In the previous installment I introduced monads using two examples: the Maybe monad and the List monad. Admittedly, those weren’t the most exciting uses of monads, although they served the purpose of explaining the underlying theory. I also mentioned that monads were introduced into functional programming as a general solution for a variety of problems. One of those problems was representing stateful computations as functions.
Functions, State, and Side Effects
Here’s the problem: In functional languages, every time you call a function with the same arguments, it must return the same result. In fact, if the compiler detects such a situation, it is free to memoize the result of the first call and skip subsequent calls altogether. A stateful computation, on the other hand, might return different results every time it’s performed. It may, for instance, access some global or static variables. It may also modify those variables– in other words have side effects. In extreme cases a computation might be performed purely for side effects and not even bother to return any results.

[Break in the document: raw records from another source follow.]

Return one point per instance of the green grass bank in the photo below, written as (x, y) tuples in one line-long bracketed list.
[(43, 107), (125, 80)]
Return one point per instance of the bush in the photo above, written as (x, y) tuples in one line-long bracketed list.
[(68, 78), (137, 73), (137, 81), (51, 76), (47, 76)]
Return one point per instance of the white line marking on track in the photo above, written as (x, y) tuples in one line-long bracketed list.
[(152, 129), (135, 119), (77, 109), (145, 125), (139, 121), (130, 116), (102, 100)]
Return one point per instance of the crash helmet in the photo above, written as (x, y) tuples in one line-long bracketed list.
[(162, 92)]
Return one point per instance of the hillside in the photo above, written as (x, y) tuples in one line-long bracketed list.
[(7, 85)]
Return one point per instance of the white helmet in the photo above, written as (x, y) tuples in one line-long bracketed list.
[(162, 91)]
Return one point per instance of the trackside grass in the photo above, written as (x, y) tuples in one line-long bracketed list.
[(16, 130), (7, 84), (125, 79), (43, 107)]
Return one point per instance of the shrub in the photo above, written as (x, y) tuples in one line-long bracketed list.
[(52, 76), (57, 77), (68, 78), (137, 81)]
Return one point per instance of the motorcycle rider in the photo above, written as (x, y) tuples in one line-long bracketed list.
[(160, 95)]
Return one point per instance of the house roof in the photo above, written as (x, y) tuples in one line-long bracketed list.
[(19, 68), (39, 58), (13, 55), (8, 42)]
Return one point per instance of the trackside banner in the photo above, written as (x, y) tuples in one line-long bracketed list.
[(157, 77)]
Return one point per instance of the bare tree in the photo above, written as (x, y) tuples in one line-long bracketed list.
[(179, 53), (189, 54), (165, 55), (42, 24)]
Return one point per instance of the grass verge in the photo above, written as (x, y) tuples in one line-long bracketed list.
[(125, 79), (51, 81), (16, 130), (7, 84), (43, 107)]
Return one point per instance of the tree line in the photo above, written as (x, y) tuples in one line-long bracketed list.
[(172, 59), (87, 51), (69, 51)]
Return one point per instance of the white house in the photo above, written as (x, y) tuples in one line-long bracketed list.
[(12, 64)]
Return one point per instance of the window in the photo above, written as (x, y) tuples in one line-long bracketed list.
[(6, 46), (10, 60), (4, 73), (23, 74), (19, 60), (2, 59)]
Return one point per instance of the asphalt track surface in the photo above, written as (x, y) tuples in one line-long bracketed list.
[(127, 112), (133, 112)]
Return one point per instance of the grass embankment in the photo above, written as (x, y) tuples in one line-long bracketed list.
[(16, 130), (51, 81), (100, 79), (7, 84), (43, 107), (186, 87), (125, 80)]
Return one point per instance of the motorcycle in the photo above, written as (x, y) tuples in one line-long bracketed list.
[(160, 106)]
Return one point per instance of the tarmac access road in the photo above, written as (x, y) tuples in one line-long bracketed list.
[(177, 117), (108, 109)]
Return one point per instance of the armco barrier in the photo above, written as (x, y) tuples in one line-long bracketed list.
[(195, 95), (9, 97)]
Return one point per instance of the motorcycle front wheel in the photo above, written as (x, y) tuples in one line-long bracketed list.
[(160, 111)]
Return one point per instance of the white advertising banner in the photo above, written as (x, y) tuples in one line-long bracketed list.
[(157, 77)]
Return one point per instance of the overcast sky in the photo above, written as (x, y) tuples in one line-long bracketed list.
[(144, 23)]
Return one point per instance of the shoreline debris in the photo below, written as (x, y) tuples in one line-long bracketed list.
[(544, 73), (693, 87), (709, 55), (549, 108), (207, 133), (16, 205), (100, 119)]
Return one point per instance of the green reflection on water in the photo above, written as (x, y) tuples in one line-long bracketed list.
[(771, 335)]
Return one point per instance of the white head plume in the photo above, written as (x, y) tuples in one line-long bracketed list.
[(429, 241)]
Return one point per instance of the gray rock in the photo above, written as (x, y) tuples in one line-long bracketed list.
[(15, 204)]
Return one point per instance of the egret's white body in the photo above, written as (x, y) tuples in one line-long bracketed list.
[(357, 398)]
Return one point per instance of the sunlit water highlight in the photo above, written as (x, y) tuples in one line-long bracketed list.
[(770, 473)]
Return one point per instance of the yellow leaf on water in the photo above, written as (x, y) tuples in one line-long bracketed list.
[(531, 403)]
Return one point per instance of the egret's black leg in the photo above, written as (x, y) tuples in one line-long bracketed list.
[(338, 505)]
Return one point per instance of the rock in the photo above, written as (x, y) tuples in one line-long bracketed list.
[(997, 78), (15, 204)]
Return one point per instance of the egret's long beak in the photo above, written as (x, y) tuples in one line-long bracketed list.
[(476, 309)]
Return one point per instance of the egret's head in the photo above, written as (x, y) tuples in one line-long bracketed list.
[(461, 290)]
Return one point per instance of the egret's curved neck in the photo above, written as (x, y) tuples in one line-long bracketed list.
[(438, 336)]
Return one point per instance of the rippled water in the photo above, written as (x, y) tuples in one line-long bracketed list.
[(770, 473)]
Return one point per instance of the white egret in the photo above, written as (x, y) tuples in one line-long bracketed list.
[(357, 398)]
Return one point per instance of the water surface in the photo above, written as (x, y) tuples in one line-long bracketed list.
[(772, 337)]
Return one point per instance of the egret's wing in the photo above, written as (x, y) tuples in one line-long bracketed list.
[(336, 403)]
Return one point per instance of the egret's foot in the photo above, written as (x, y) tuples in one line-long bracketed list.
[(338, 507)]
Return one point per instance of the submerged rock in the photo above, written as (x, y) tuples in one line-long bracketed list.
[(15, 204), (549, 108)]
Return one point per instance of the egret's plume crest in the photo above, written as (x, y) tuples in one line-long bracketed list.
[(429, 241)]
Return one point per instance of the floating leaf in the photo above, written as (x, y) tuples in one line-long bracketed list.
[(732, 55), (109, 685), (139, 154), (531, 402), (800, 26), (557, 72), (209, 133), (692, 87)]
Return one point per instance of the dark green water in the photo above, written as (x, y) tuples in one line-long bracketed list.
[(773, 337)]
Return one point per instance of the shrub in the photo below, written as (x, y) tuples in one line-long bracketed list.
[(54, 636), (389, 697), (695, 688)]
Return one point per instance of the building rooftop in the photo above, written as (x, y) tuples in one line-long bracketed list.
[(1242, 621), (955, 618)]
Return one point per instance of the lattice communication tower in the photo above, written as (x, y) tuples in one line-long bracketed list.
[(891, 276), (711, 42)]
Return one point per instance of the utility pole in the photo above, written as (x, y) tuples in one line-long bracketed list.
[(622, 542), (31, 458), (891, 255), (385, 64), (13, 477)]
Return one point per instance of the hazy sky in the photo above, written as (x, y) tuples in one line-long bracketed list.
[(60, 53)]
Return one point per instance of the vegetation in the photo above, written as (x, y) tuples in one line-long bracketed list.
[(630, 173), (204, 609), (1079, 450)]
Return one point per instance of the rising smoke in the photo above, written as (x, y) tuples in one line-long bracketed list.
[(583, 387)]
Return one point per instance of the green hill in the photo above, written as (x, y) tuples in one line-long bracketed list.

This kind of behavior is often troublesome even in imperative programming. The use of global variables in particular is being discouraged. A better solution is to encapsulate the state and pass it explicitly to functions that use it. As a syntactic shortcut, in object-oriented languages, some of the state is regularly passed to functions (methods) as a hidden “this” or “self” argument. There’s even a syntax for composing such functions, as in this JavaScript snippet:
with(document) { var t = title; write(t + " and more"); }
Here, title
is a property and write
a method of the object document
. (If you put on your monadic glasses, it almost looks like do
notation.)
In functional languages we have one more limitation: we cannot mutate any data. There’s a standard way to overcome this limitation: Instead of modifying the data, you create a modified copy. This doesn’t even have to be expensive, if the language supports smart data structures that silently substitute references for copies whenever possible. Most operations on lists in Haskell are optimized this way, and there’s even a language, Clojure, at whose core are “persistent” data structures that behave as if they were immutable, but do a lot of sharing behind the scenes. Immutability is a very attractive feature when you are doing concurrent programming: access to immutable data requires no synchronization.
Taking all this into account, the way to translate stateful computations into functional language is to use functions that explicitly take state (encapsulated in some data structure) and return the, possibly modified, state together with the usual return value. For instance, a C++ “function”:
int pop() { auto v = glob.top(); glob.pop(); return v; }
that operates on a global vector, glob
of the type std::vector<int>
, would be turned into a Haskell function:
pop (ST lst) = (ST (tail lst), head lst)
operating on the state of type Stack
:
newtype Stack = ST [Int]
The constructor ST
creates a Stack
from a list of integers. This constructor is also used for pattern matching, as in the argument of pop
. The function head
returns the first element of a list, tail
returns the rest.
The signature of pop
is characteristic of functions that operate on state:
top:: Stack-> (Stack, Int)
Such functions are often called “actions.”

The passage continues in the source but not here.